Here are some items that I have in mind that are good topics for students to attempt if they want to work in Hadoop.
  • Ability to make Hadoop scheduler resource aware, especially CPU, memory and IO resources. The current implementation is based on statically configured slots.
  • Abilty to make a map-reduce job take new input splits even after a map-reduce job has already started.
  • Ability to dynamically increase replicas of data in HDFS based on access patterns. This is needed to handle hot-spots of data.

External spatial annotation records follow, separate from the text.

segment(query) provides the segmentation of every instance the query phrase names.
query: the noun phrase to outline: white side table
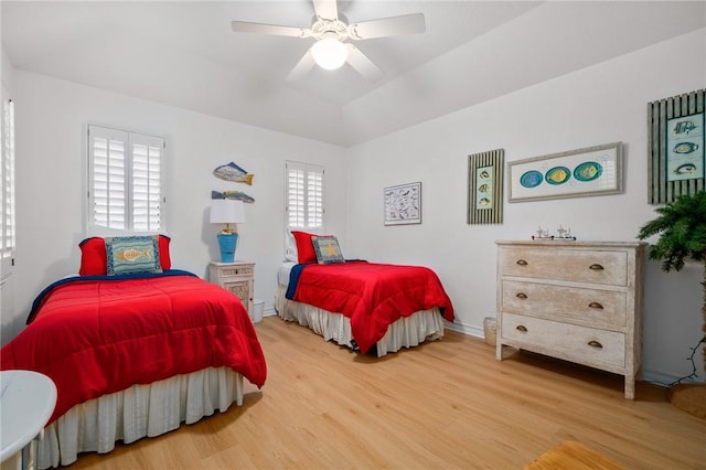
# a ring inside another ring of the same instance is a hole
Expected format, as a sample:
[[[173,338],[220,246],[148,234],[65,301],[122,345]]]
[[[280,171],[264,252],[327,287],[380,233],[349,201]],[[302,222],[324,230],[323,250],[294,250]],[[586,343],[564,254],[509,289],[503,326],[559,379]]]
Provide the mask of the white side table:
[[[0,462],[2,470],[33,468],[32,442],[44,437],[44,426],[56,405],[56,386],[32,371],[0,372]],[[29,447],[26,458],[22,450]],[[35,446],[34,446],[35,447]]]
[[[208,263],[208,280],[217,284],[225,290],[235,293],[247,313],[253,318],[254,305],[254,284],[255,284],[255,263],[253,261],[232,261],[232,263]]]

  • Ability to extend the map-reduce framework to be able to process data that resides partly in memory. One assumption of the current implementation is that the map-reduce framework is used to scan data that resides on disk devices. But memory on commodity machines is becoming larger and larger. A cluster of 3000 machines with 64 GB each can keep about 200TB of data in memory! It would be nice if the hadoop framework can support caching the hot set of data on the RAM of the tasktracker machines. Performance should increase dramatically because it is costly to serialize/compress data from the disk into memory for every query.
  • Heuristics to efficiently 'speculate' map-reduce tasks to help work around machines that are laggards. In the cloud, the biggest challenge for fault tolerance is not to handle failures but rather anomalies that makes parts of the cloud slow (but not fail completely), these impact performance of jobs.
  • Make map-reduce jobs work across data centers. In many cases, a single hadoop cluster cannot fit into a single data center and a user has to partition the dataset into two hadoop clusters in two different data centers.
  • High Availability of the JobTracker. In the current implementation, if the JobTracker machine dies, then all currently running jobs fail.
  • Ability to create snapshots in HDFS. The primary use of these snapshots is to retrieve a dataset that was erroneously modified/deleted by a buggy application.
The first thing for a student who wants to do any of these projects is to download the code from HDFS and MAPREDUCE. Then create an account in the bug tracking software here. Please search for an existing JIRA that describes your project; if none exists then please create a new JIRA. Then please write a design document proposal so that the greater Apache Hadoop community can deliberate on the proposal and post this document to the relevant JIRA.

If anybody else have any new project ideas, please add them as comments to this blog post.